CIVIL LAW: remarriage of a Filipino citizen whose alien spouse divorces him or her
Article 26 of the Family Code confers jurisdiction on Philippine courts to extend the effect of a foreign divorce decree to a Filipino spouse without undergoing trial to determine the validity of the dissolution of the marriage. The second paragraph of Article 26 of the Family Code provides that "[w]here a marriage between a Filipino citizen and a foreigner is validly celebrated and a divorce is thereafter validly obtained abroad by the alien spouse capacitating him or her to remarry, the Filipino spouse shall have capacity to remarry under Philippine law." In Republic v. Orbecido,this Court recognized the legislative intent of the second paragraph of Article 26 which is "to avoid the absurd situation where the Filipino spouse remains married to the alien spouse who, after obtaining a divorce, is no longer married to the Filipino spouse"under the laws of his or her country. The second paragraph of Article 26 of the Family Code only authorizes Philippine courts to adopt the effects of a foreign divorce decree precisely because the Philippines does not allow divorce. Philippine courts cannot try the case on the merits because it is tantamount to trying a case for divorce.
The second paragraph of Article 26 is only a corrective measure to address the anomaly that results from a marriage between a Filipino, whose laws do not allow divorce, and a foreign citizen, whose laws allow divorce. The anomaly consists in the Filipino spouse being tied to the marriage while the foreign spouse is free to marry under the laws of his or her country. The correction is made by extending in the Philippines the effect of the foreign divorce decree, which is already effective in the country where it was rendered. The second paragraph of Article 26 of the Family Code is based on this Courts decision in Van Dorn v. Romillo which declared that the Filipino spouse "should not be discriminated against in her own country if the ends of justice are to be served."
The principle in Article 26 of the Family Code applies in a marriage between a Filipino and a foreign citizen who obtains a foreign judgment nullifying the marriage on the ground of bigamy. The Filipino spouse may file a petition abroad to declare the marriage void on the ground of bigamy. The principle in the second paragraph of Article 26 of the Family Code applies because the foreign spouse, after the foreign judgment nullifying the marriage, is capacitated to remarry under the laws of his or her country. If the foreign judgment is not recognized in the Philippines, the Filipino spouse will be discriminated the foreign spouse can remarry while the Filipino spouse cannot remarry.

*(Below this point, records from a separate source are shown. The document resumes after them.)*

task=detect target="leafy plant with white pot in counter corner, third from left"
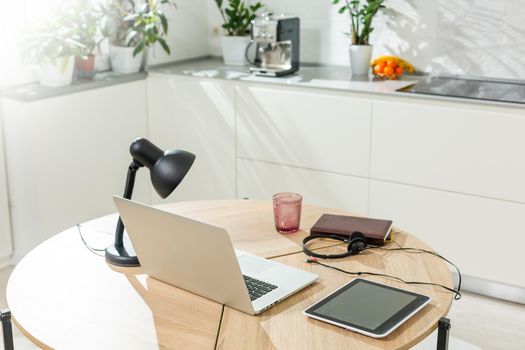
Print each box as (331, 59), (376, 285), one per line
(103, 0), (173, 73)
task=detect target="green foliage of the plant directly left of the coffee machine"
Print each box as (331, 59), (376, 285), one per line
(215, 0), (263, 36)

Under the second paragraph of Article 26 of the Family Code, Philippine courts are empowered to correct a situation where the Filipino spouse is still tied to the marriage while the foreign spouse is free to marry. Moreover, notwithstanding Article 26 of the Family Code, Philippine courts already have jurisdiction to extend the effect of a foreign judgment in the Philippines to the extent that the foreign judgment does not contravene domestic public policy. A critical difference between the case of a foreign divorce decree and a foreign judgment nullifying a bigamous marriage is that bigamy, as a ground for the nullity of marriage, is fully consistent with Philippine public policy as expressed in Article 35(4) of the Family Code and Article 349 of the Revised Penal Code. The Filipino spouse has the option to undergo full trial by filing a petition for declaration of nullity of marriage under A.M. No. 02-11-10-SC, but this is not the only remedy available to him or her. Philippine courts have jurisdiction to recognize a foreign judgment nullifying a bigamous marriage, without prejudice to a criminal prosecution for bigamy.